My first taste of collards was at a southern BBQ joint in New York City. And it was indeed just a taste, a snatched forkful from a colleague’s bowl. I remember a smoky flavour from the broth and very soft greens and that snatched taste settled somewhere in my memory, waiting to be recreated. However, finding collards here in the UK has been a difficult task; recently, though, I discovered that they’re very closely related to what are known as spring greens here and it’s these that I’ve used in the recipe. Their descriptions even match – leathery greens of the brassica family with a tough centre stalk. Of course, if you have access to collards, use them!

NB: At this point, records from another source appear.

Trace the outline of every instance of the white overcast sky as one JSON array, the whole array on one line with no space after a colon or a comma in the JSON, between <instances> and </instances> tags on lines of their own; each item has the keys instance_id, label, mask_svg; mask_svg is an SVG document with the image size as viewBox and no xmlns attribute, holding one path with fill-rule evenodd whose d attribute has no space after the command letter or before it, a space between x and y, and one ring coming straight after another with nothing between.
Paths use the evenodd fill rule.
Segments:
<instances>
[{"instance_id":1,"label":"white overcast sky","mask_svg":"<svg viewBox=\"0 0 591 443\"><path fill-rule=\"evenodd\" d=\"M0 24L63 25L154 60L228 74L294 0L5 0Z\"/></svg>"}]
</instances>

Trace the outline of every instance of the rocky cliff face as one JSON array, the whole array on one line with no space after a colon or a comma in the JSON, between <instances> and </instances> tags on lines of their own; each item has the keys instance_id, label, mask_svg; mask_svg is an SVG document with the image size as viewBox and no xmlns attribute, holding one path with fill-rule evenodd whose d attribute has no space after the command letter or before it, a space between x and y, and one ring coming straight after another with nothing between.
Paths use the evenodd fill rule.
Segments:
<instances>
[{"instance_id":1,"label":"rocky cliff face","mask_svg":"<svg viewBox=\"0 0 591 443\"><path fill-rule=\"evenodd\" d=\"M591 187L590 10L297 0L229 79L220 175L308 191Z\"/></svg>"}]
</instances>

Finding a ham hock with which to stew the greens also proved to be challenging. While I can count at least 4-5 butchers around my neighbourhood, every one is a halal butcher. There are a couple of English butchers in Chiswick but I wasn’t going to pass the area in time. Luckily, Morrisons came up trumps with a gammon shank, which worked just as well. Of course, I had no idea what to do with it nor how to prepare it and so trimmed away much of the skin before simmering it. In hindsight, I could have probably skipped this. This shank was hardly salty but if you know yours might be, I’d suggest soaking it overnight before use.
I was starting to feel uneasy when the simmering of the greens was at the 30 minute mark (this whole overcooking greens things goes against almost everything I know as a Chinese person) but I overcame the desire to take them off the heat and let them stew for the entire two hours (Lorna pushes them to three hours!). The reward for this perseverance (if you can call it that) is a deliciously soupy stew of very tender, silky greens. The gammon shank doesn’t just flavour the broth (aka pot likker); there’s plenty of meat on that bone and I shred it and dump it back in with the greens. We had ours with cornbread (a traditional accompaniment but my recipe was horrible – need to rectify this) and meatloaf but I think it would be just as splendid by itself in deep soup bowls with a side of good bread.

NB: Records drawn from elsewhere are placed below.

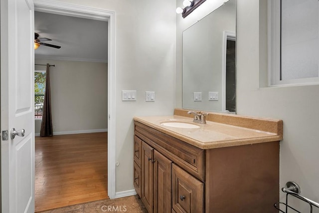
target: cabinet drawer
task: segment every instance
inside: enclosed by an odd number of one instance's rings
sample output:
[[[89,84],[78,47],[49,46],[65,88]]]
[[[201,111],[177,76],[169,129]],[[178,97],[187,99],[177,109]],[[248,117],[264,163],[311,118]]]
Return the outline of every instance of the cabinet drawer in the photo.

Oh, and yes, the irony of eating spring greens in the autumn was not lost on me.
“Collard” Greens with a Gammon Shank
750g spring greens
1 large onion, diced
1 gammon shank
1 tsp dried chili flakes
1 tbsp sunflower oil
In a large stock pot, bring quite a bit of water to the boil and when it’s ready, lower in the gammon shank and simmer for 10 minute to remove any impurities. Drain and set aside the shank.
Heat the same (and now empty) large stock pot over medium heat and when hot, pour in the sunflower oil. Throw in the diced onion and dried chili flakes and saute until the onion softens and turns translucent. Return the shank to the pot, allowing it to brown a little on each side.

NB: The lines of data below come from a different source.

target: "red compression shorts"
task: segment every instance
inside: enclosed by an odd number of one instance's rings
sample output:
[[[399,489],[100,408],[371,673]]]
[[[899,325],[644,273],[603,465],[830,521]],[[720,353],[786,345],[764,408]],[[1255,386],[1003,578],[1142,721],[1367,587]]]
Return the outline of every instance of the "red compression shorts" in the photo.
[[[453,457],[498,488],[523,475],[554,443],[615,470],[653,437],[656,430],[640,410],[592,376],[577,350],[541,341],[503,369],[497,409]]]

Pour in enough water to cover the shank and bring the whole pot to the boil. Reduce the heat to keep the water at a simmer and simmer for 30 minutes.
While the shank simmers away in its hot bath, prepare your greens. Separate the leaves from the bunches and wash them thoroughly. Cut or tear away the thick middle stems and then roll bunches of leaves together and slice the rolls into 1-2cm slices. You should be left with a giant pile of strips of spring greens when you’ve finished.
When the 30 minutes of simmering are up, add the greens handful by handful, stirring each preceding handful in until they wilt into the liquid before adding the next. They should just about fit. If not, top up with a little additional water. Bring the whole pot back to the boil and then again leave to simmer half covered for anywhere from one hour to three hours, depending on how soft you like your greens. I left mine for two hours.
When your greens are almost finished, fish out the gammon shank and let it cool. When it’s cool enough to handle, shred the meat off the bones and toss it back in with the greens. You don’t have to do this if you don’t feel like it or you could only add part of the meat (mine had so much and so I only added half of it back and saved the rest for later). Taste the broth for salt and add as required.
Serve in bowls with plenty of the pot-likker and eat with bread or cornbread and chilli vinegar (I had Tabasco) on the side.